L'église des Saints-Martyrs occupe une place particulière dans la mémoire religieuse et patrimoniale de Marrakech, en tant qu'édifice catholique lié à l'histoire du quartier de Guéliz et aux mutations de la présence chrétienne dans la ville. Selon les sources disponibles, l'église fut construite en 1928 puis consacrée en 1929, dédiée à la mémoire de cinq frères franciscains tués à Marrakech au XIIIe siècle.
Située rue de l'Imam Ali, dans le quartier de Guéliz, la paroisse s'est distinguée, au-delà de sa fonction religieuse, par un travail de mémoire consacré aux personnes qui lui furent liées : prêtres, religieux, religieuses, laïcs et enfants de chœur. Les archives qui lui sont associées témoignent d'un souci de rassembler photographies et témoignages individuels, ainsi que les noms de ceux qui y ont assuré le service au fil des décennies.
Une liste, non exhaustive, des membres du clergé ayant servi la paroisse comprend les noms du père Raoul, du père Alexandre, du père Norbert, du père Henri Coyler, du père Albert Meulier, du père Christophe Leclerc, du frère André, et du frère Jean-Paul Colombel, dont le ministère s'est étendu de 1978 à 1989. Une période ultérieure fut marquée par le père Ivica, appartenant à l'ordre dominicain, selon les documents publiés dans les archives de la paroisse.
Avant l'édification de l'église des Saints-Martyrs, une autre église existait à Guéliz, près du camp Mangin et de la gare, dans une rue dont le nom a changé plusieurs fois — de la rue de la Mahalla à la rue Renaud, avant de prendre le nom de Hassan Ben Mbarek. Le récit archivistique mentionne également l'existence d'une église dans la médina, dans le Derb Nqous, témoignant d'une présence chrétienne bien antérieure au Protectorat : une église y aurait été attribuée, avant 1220, à des militaires chrétiens au service du sultan.
Parmi les éléments artistiques les plus notables de l'église des Saints-Martyrs figure la fresque du Christ Pantocrator, réalisée par le moine bénédictin André Bouton avec la participation de son frère, l'artiste Jacques Bouton. La fresque représente le Christ en gloire après la Résurrection, assis sur un trône, tenant les Écritures de la main gauche et levant la droite en signe de bénédiction. La mémoire orale associe les traits de l'œuvre à ceux d'un chaouch marocain de la paroisse, un choix artistique cohérent avec l'usage, par d'autres artistes, de modèles locaux dans des œuvres réalisées ailleurs au Maroc. Des sources journalistiques indiquent qu'André Bouton a également réalisé les fresques de l'église Sainte-Barbe à Boutazoult, dans la vallée de l'Imini.
Le nom de l'église est associé aux cinq franciscains, Bérard et ses compagnons, tués à Marrakech le 16 janvier 1220, considérés dans la tradition franciscaine comme les premiers martyrs de l'ordre de saint François. Leurs reliques furent conservées au couvent de Coïmbra, au Portugal, avant qu'une partie ne soit transférée à Marrakech en 1957, plus de sept siècles après leur mort. Ce transfert conféra une portée symbolique particulière à l'église et à la fête paroissiale, célébrée le dimanche le plus proche du 16 janvier.

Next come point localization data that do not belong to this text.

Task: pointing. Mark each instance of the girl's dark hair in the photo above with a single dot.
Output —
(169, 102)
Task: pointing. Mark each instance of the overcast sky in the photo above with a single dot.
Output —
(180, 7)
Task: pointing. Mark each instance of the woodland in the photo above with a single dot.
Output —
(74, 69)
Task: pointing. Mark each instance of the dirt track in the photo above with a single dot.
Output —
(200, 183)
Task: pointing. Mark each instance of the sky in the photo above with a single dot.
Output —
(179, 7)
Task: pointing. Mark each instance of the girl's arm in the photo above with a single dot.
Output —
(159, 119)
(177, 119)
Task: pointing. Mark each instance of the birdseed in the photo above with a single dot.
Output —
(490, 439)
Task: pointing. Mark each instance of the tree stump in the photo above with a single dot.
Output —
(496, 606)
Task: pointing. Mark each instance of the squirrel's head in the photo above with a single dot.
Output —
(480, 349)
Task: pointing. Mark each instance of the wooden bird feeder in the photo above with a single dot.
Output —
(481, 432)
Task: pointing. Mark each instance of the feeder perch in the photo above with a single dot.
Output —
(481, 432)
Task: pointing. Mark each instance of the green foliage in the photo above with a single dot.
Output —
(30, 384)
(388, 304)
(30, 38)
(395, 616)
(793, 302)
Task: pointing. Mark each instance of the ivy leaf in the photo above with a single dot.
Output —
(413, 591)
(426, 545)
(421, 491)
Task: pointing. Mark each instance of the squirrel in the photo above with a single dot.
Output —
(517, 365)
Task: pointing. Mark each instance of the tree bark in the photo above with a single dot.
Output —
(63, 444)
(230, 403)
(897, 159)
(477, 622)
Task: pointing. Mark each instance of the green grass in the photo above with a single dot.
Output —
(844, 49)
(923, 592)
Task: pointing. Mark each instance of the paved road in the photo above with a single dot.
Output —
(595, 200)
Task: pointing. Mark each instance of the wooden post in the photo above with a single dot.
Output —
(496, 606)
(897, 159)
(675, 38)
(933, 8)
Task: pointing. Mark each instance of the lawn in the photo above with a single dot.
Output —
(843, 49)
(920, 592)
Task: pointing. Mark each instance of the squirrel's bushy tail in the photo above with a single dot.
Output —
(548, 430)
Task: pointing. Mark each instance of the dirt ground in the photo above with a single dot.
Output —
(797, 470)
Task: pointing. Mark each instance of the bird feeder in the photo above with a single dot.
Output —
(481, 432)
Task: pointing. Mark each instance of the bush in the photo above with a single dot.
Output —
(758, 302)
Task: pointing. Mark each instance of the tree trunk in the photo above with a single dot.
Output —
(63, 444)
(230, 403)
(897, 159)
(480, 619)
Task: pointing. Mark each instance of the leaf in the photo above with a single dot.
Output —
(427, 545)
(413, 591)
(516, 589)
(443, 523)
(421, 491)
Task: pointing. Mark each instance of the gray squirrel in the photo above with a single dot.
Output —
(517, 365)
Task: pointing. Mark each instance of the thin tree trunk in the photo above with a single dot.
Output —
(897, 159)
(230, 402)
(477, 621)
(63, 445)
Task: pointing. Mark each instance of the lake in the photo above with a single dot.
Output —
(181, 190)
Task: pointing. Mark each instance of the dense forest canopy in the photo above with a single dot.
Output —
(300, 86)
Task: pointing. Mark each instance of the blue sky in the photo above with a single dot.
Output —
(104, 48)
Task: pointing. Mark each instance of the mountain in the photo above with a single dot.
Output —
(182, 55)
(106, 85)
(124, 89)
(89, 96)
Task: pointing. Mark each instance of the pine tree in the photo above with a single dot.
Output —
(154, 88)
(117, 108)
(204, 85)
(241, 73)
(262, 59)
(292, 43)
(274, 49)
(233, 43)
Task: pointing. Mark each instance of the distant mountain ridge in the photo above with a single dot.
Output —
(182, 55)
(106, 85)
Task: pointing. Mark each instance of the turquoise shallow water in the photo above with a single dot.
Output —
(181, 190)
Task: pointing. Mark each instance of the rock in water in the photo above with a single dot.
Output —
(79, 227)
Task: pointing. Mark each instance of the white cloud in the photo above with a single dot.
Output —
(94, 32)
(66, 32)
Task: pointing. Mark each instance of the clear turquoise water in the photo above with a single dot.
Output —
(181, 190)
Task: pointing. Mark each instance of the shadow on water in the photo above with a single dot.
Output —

Au-delà de sa fonction religieuse immédiate, l'importance de l'édifice dépasse le cadre du culte : il offre un aperçu condensé de l'histoire de Guéliz et de la pluralité des récits liés à la ville de Marrakech. Les documents, photographies familiales et témoignages épars conservent une valeur certaine pour compléter l'histoire de la paroisse, notamment en ce qui concerne les prêtres, religieux et acteurs civils qui ont contribué à la continuité de son activité à travers différentes périodes.